To support the pure MCP backend, there could be some complexity around the initializeRequest and initializeResponse if Envoy needs to serve as a MCP client to server.

We also want to gather feedback for which use cases are the most popular and close to the real world scenario.

botengyao avatar Apr 22 '25 18:04 botengyao

i am interested in this too, wish for a roadmap and contribute to it!since i am also doing job about mcp recently~

duxin40 avatar Apr 24 '25 16:04 duxin40

👀 Interested too!

StarryVae avatar Apr 30 '25 06:04 StarryVae

This is great! Higress has already developed an MCP Server Wasm plugin based on go 1.24, which is functionally consistent with the basic direction described here. This is the documentation for the plugin: https://higress.cn/en/ai/mcp-server

We have also developed a tool that can automatically convert openapi to the configuration of this Wasm plugin: https://github.com/higress-group/openapi-to-mcpserver

Based on this mechanism, we have built the Higress MCP marketplace: https://mcp.higress.ai/

However, the Wasm ABI used by the plugin and the implementation of proxy-wasm-cpp-host are slightly different from those currently used by the Envoy community, so it cannot be used directly in the official Envoy distribution yet. If the community is interested in this solution, we can do some work next to make this plugin usable in the official Envoy distribution as well.

We have aligned the changes on the proxy-wasm-cpp-host side in this PR: https://github.com/proxy-wasm/proxy-wasm-cpp-host/pull/433

johnlanni avatar May 09 '25 08:05 johnlanni

This is great! Higress has already developed an MCP Server Wasm plugin based on go 1.24, which is functionally consistent with the basic direction described here. This is the documentation for the plugin: https://higress.cn/en/ai/mcp-server

We have also developed a tool that can automatically convert openapi to the configuration of this Wasm plugin: https://github.com/higress-group/openapi-to-mcpserver

Based on this mechanism, we have built the Higress MCP marketplace: https://mcp.higress.ai/

However, the Wasm ABI used by the plugin and the implementation of proxy-wasm-cpp-host are slightly different from those currently used by the Envoy community, so it cannot be used directly in the official Envoy distribution yet. If the community is interested in this solution, we can do some work next to make this plugin usable in the official Envoy distribution as well.

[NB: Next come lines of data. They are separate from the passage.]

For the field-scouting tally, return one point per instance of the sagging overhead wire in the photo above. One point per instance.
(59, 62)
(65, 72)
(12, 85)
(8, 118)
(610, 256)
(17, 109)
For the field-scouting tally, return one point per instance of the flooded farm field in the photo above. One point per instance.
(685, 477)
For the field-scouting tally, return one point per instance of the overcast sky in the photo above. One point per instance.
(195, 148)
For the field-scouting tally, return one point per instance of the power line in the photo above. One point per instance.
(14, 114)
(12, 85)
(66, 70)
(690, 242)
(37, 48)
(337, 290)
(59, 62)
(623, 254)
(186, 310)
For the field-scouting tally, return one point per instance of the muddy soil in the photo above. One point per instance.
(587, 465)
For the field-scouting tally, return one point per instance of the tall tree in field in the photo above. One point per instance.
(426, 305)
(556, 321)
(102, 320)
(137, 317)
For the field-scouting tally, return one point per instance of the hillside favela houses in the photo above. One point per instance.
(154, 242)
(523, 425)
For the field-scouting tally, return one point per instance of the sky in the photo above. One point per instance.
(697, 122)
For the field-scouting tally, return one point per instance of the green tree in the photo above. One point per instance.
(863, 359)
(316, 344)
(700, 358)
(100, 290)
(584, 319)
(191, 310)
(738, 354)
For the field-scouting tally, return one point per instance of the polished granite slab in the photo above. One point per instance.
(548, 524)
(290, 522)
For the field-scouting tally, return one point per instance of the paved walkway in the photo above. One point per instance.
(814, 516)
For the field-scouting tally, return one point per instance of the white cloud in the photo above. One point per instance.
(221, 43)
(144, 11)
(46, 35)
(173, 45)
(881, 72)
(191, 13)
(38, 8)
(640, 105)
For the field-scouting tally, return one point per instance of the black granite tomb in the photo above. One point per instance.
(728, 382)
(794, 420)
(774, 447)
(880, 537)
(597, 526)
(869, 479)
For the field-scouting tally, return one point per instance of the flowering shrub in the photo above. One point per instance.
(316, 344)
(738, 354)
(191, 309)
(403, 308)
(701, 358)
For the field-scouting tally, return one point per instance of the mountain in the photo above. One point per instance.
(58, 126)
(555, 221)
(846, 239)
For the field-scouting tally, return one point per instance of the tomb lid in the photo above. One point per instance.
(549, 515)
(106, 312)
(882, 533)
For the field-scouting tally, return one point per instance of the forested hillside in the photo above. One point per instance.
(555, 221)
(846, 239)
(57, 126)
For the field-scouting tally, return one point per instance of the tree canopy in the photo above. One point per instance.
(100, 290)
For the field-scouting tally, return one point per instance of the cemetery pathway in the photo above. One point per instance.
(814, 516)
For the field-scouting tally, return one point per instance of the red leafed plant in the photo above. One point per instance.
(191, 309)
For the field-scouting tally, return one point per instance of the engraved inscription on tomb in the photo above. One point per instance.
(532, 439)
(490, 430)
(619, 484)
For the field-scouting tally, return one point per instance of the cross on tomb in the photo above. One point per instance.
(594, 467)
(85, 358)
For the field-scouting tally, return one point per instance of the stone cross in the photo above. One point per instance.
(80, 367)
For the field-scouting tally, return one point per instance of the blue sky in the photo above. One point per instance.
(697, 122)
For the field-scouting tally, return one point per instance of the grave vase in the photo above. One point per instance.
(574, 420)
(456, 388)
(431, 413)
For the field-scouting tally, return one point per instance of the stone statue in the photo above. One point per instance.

We have aligned the changes on the proxy-wasm-cpp-host side in this PR: proxy-wasm/proxy-wasm-cpp-host#433

Great! and i have a small question, is it possible for wasm go plugin to start a sse server if this plugin is used to convert mcp to rest?

StarryVae avatar May 09 '25 08:05 StarryVae

@StarryVae This plugin only implements mcp to rest based on the Streamable HTTP protocol. If you need to be compatible with the first version of the MCP protocol, which is based solely on POST + SSE, you will need to address the state synchronization issue between the two requests (currently, this is achieved in Higress through another filter that connects to redis). However, I personally believe that the POST + SSE MCP protocol will gradually be replaced by the Streamable HTTP protocol. Here is our analysis and comparison:

https://higress.ai/en/blog/mcp-protocol-why-is-streamable-http-the-best-choice

johnlanni avatar May 09 '25 08:05 johnlanni

Oh, i see, your plugin only implements mcp to rest based on the Streamable HTTP protocol (POST), a GET request to open sse is not supported yet? @johnlanni

StarryVae avatar May 09 '25 09:05 StarryVae

@StarryVae Yes, we only implemented the stateless part of the Streamable HTTP protocol, because most mcp to rest scenarios are stateless

johnlanni avatar May 09 '25 09:05 johnlanni

@johnlanni, thank you for sharing! The official Envoy repository doesn’t maintain the Wasm plugin—it only supports built-in C++ filters. A good way to contribute is through the /contrib directory, and I’d be happy to review any PRs you open.

I think the Streamable HTTP protocol is still in its early stages and comes with several challenges, such as stateful management, Auth arch, multi-phase initialization, and the community is influencing the protocol.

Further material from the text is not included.